As part of a case study for my Mon General clinical rotation, I chose an elderly patient who had recent bowel resection surgery. The patient had been having abdominal pains for the past two weeks. The patient was permitted no food by mouth (NPO) until further notice and may need possible nutrition support (enteral/parenteral feeding) if the patient cannot tolerate food orally in the next couple of days. So what is bowel resection surgery and what causes it? Here is some general information.
The purpose of small bowel resection surgery is to remove an area of the small intestine that is blocked or diseased. The procedure can be performed lapar0scopically or an open surgery on any of the three sections of the small intestine: the duodenum, jejunum, or ileum. A small bowel resection is commonly used to surgically treat these types of conditions:
- Crohn’s disease
- Intestinal obstruction or blockage
- Bowel injuries or trauma
- Precancerous polyp removal
There are many concerns a dietitian may have after a patient undergoes a bowel resection. The first concern is for the patient to gradually start eating post-surgery. Due to the altered functioning of the GI tract, many people may experience discomfort after surgery including bloating, nausea, diarrhea, and even have a general fear of eating. It is important for the dietitian to be realistic about the patient’s goals to gradually increase food intake depending on the severity of the patients surgery and current condition. Clear liquids can be introduced into the diet once the bowel is functioning again (signalled by the presence of bowel sounds or flatus). The diet can be advanced based on the individual’s recovery process. If the patient is not meeting their energy needs by oral intake of foods, enteral support may need to be initiated. Some individuals may never be able to consume normal volumes of food and complete adaption of the GI tract can take up to one year post-surgery.

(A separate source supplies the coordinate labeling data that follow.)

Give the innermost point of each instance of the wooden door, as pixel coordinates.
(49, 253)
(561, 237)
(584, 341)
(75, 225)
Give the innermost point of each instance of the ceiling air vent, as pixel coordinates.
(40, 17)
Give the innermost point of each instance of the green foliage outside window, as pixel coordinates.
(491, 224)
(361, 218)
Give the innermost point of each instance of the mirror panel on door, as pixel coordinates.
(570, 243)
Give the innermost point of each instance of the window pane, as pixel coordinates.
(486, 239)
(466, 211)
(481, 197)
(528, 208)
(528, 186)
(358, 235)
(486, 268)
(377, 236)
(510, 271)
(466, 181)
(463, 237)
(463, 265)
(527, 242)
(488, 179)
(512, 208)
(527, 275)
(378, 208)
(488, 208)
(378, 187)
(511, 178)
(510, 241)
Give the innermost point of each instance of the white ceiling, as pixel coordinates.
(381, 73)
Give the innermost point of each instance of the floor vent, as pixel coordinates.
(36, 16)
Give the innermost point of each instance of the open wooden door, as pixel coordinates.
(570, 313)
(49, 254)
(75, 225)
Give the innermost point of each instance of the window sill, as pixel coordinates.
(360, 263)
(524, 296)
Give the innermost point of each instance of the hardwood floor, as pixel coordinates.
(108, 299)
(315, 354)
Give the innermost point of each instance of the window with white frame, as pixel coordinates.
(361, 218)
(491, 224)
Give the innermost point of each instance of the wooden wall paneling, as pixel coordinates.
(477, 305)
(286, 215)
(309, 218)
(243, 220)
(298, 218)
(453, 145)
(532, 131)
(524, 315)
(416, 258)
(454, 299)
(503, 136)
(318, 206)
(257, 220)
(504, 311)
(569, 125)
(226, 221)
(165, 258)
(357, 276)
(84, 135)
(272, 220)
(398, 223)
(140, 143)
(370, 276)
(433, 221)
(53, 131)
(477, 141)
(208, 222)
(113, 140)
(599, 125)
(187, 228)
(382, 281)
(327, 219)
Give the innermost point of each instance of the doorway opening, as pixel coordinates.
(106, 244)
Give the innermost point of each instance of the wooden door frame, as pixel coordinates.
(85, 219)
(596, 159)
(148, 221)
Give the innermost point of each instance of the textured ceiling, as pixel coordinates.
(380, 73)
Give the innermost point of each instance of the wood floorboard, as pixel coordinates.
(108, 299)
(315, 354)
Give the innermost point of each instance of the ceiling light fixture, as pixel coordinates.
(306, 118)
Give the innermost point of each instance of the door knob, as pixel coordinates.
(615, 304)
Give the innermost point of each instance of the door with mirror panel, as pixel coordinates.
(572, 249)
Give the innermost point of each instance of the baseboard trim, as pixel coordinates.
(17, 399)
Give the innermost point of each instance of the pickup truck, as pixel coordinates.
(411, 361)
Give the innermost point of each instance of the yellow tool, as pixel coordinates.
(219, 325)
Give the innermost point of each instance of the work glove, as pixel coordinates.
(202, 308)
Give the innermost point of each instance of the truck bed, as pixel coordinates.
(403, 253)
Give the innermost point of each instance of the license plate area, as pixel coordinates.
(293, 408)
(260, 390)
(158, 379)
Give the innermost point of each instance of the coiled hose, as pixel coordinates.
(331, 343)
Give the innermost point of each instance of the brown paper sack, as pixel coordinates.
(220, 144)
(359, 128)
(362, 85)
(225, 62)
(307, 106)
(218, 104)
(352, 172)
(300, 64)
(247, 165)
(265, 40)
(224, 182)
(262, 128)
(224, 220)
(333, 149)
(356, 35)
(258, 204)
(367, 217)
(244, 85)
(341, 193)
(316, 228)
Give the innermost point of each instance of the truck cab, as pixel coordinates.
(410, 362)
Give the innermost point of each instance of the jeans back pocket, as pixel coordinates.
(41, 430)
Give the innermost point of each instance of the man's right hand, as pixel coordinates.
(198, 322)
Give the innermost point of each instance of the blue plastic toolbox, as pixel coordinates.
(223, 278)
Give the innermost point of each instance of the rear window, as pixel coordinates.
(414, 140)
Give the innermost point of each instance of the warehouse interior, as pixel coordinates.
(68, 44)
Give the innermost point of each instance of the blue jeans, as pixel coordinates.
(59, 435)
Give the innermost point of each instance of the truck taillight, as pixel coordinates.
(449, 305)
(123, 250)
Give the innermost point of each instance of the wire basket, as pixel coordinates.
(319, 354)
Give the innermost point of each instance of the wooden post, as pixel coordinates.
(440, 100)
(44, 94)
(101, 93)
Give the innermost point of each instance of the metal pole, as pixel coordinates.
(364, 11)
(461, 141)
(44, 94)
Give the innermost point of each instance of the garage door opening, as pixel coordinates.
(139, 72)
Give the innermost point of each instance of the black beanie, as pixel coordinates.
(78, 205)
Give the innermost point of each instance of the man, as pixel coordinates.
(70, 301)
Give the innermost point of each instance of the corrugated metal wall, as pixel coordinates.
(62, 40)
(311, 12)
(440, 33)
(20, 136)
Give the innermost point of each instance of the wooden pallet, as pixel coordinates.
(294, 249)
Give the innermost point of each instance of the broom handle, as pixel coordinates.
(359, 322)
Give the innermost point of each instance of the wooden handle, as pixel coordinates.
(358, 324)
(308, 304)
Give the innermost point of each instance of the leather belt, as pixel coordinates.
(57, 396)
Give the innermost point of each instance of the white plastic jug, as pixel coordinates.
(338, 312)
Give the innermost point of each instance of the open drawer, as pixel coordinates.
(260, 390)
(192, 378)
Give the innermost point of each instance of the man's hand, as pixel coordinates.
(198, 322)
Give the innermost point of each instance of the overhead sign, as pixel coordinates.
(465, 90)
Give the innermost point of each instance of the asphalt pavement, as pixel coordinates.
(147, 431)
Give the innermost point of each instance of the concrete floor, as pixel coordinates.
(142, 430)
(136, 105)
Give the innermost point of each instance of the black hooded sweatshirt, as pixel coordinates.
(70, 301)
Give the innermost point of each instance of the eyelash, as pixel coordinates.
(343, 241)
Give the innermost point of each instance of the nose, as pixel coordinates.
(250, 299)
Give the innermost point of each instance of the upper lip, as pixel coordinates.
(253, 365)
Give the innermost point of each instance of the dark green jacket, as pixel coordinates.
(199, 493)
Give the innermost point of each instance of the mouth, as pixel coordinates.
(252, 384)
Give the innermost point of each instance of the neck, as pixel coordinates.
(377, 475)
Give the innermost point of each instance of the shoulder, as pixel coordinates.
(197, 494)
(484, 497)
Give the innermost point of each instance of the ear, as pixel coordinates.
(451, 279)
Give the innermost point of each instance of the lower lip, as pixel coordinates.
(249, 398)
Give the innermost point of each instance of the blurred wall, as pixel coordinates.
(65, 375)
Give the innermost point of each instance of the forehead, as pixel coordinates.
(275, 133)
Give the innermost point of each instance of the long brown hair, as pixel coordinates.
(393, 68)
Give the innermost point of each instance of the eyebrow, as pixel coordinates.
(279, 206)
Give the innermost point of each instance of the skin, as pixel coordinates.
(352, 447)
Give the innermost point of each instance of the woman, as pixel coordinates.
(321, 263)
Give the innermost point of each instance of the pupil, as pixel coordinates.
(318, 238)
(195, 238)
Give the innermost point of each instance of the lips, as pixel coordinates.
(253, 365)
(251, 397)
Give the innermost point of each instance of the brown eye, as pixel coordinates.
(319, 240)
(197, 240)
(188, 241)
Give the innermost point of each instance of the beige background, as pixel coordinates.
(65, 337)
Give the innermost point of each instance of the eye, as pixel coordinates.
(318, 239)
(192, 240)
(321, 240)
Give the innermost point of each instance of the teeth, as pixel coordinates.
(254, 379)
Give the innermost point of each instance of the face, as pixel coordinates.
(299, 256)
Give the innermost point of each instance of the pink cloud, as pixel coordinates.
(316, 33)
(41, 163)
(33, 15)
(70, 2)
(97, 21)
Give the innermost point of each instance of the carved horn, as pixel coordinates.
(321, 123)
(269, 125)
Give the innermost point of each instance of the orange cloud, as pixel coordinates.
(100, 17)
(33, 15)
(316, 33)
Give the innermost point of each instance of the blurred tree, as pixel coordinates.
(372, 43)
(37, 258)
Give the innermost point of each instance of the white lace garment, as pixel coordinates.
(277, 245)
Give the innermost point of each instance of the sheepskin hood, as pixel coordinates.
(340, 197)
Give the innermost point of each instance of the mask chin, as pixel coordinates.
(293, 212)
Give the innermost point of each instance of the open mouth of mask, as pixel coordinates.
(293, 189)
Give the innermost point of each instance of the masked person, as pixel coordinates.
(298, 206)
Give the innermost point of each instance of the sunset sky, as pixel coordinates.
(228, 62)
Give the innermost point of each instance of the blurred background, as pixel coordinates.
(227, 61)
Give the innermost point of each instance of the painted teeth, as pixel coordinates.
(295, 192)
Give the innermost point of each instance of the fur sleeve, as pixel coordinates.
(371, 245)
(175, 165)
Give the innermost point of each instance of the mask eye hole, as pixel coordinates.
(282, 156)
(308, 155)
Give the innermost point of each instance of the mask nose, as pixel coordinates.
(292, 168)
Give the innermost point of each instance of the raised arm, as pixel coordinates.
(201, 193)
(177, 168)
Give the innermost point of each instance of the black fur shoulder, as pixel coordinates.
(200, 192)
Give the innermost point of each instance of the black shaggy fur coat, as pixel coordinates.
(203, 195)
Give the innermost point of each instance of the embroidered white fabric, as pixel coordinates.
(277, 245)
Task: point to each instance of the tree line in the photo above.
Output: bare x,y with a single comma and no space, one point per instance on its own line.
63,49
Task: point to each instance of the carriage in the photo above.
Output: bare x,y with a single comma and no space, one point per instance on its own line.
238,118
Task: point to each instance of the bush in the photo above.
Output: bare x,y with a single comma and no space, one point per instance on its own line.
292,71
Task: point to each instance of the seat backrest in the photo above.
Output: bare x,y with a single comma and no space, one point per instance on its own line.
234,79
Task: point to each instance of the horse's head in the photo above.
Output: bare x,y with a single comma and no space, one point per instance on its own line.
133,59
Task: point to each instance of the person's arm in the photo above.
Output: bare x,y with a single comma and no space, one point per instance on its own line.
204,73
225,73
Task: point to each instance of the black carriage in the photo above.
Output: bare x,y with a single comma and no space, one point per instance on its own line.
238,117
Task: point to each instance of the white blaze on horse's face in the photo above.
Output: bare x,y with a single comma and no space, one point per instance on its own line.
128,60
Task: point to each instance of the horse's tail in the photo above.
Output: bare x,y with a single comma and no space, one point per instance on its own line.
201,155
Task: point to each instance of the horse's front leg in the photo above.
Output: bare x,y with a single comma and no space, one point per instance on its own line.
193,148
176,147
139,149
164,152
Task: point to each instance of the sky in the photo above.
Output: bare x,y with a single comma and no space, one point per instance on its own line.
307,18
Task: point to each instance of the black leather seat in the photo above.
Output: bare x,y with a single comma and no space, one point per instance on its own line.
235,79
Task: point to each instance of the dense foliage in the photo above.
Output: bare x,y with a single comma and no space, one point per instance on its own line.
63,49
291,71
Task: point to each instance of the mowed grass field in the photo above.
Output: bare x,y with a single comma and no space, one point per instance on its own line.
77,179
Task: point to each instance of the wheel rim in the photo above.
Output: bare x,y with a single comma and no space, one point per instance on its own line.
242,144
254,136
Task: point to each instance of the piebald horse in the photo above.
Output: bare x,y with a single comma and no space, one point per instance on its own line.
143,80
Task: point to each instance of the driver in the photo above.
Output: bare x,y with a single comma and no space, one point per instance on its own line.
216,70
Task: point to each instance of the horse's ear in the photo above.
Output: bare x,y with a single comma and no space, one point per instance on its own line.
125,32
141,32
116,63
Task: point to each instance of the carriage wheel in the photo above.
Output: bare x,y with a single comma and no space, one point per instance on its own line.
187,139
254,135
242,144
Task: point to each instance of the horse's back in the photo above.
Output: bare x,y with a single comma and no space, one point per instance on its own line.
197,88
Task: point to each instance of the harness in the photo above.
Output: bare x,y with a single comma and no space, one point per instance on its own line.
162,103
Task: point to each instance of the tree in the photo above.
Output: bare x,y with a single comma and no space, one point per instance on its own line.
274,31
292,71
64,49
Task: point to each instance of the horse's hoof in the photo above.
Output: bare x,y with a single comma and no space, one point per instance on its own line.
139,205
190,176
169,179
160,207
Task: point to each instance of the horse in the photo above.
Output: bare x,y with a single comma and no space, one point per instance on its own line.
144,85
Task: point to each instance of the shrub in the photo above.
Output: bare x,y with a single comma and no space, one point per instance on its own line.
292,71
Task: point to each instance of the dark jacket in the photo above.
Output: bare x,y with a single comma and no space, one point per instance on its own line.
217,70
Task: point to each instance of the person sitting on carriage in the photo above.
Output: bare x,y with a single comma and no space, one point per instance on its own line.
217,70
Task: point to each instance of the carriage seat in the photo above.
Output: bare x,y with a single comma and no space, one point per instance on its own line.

The small intestine is the site of much of the body’s nutrient absorption, with the majority of nutrient absorption in the first 100 cm. Thus, the dietitan next needs to address nutritional concerns of the patient. Five factors need to be taken into account: (1) the length of the small bowel left, (2) the presence of the ileocecal valve, (3) which section of the small bowel is left, (4) age of the patient, and (5) the presence or absence of disease. For the most part, the small intestine will compensate in terms of nutrient capacity for the section of intestine that was removed. However, the jejunum is much more adaptive whereas removal of the ileum would most likely render a patient on lifelong parenteral nutrition, supplemental vitamin B12, and cause fat malabsorption.